Na deze gebeurtenissen werden de Franschen niet meer in den omtrek der stad gezien. Toen het bericht ontvangen was, dat 30 November Z.H. de prins van Oranje te 's-Gravenhage was aangekomen, werd door het Tusschenbestuur 1 December eene commissie benoemd, bestaande uit de heeren J. Repelaer, H. Onderwater, L.R. Gevaerts en H. Gevers, om den prins te gaan complimenteren. Het vertrek werd evenwel wegens den dreigende toestand een dag uitgesteld, en eerst eene missive aan den Prins gezonden tot uitdrukking der levendige gevoelens welke zijner Hoogheids komst algemeen had verwekt. Nog voordat de Kozakken hier kwamen, werd 2 December met groote plechtigheid, in het bijzijn der regeering, der gewapende burgermacht en onder muziek, de publicatie van Z.H. afgekondigd van de pui van het stadhuis, en daarna door eene commissie uit het bestuur in de voornaamste straten, onder begeleiding van gewapende burgers en muziek, afgelezen, terwijl 's avonds een algemene illuminatie plaats had.

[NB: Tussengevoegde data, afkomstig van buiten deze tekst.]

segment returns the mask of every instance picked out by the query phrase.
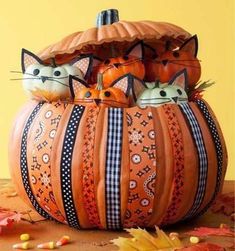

Van de komst der Kozakken onderricht, werd besloten de heeren J. Repelaer, C.O. Rees van Tets en W. Kouwens te committeeren, om den commandant van dit detachement te gaan complimenteeren. Op 3 December te 5 uur kwam dan luitenant-kolonel Rom van Pouderoijen met ongeveer 40 kozakken en 26 Oranje-Pruisen binnen Dordrecht. Hoewel hun huisvesting werd aangeboden, verklaarden de Russische krijgers liever in de open lucht op de Beurs te willen kampeeren, wat aanleiding gaf tot het toestroomen der burgerij, nieuwsgierige de levenswijze dier ruwe vreemde gasten te aanschouwen. De chef logeerde ten huize van den heer P. Repelaer van Spijkenisse. Op de Beurs had het bestuur drie groote vuren doen ontsteken, de paarden stonden onder de luifels der Beurs, dik in het stroo, dat tevens tot ligplaats der manschappen diende. Niettegenstaande de gestrenge koude gevoelden zij zich best op hun gemak, maar vertrokken reeds den anderen dag naar Giessendam, waar zij een kleine schermutseling met de Fransche hadden, die vluchtten en in de omliggende gronden een heenkomen zochten. Deze verloren bij deze ontmoeting, maar men zegt, 10 à 12 dooden en 6 gevangenen, terwijl 1 kozak en 2 Oranje-Pruisen gewond naar Dordrecht werden teruggevoerd. Den 5en December keerden de Kozakken, nu 36 à 37 man, in de stad terug, hun kampement wederom op de Beurs opslaande. Zij verklaarden, aan hun Keizer den eed gezworen te hebben niet te zullen rusten, vóór en aleer het met Parijs gegaan zou zijn, als met Moscou gehandeld was. Daags na hun komst vertrokken zij weder over Zwijndrecht via Rotterdam naar Den Haag, twee paarden medenemende en keerden niet weer terug.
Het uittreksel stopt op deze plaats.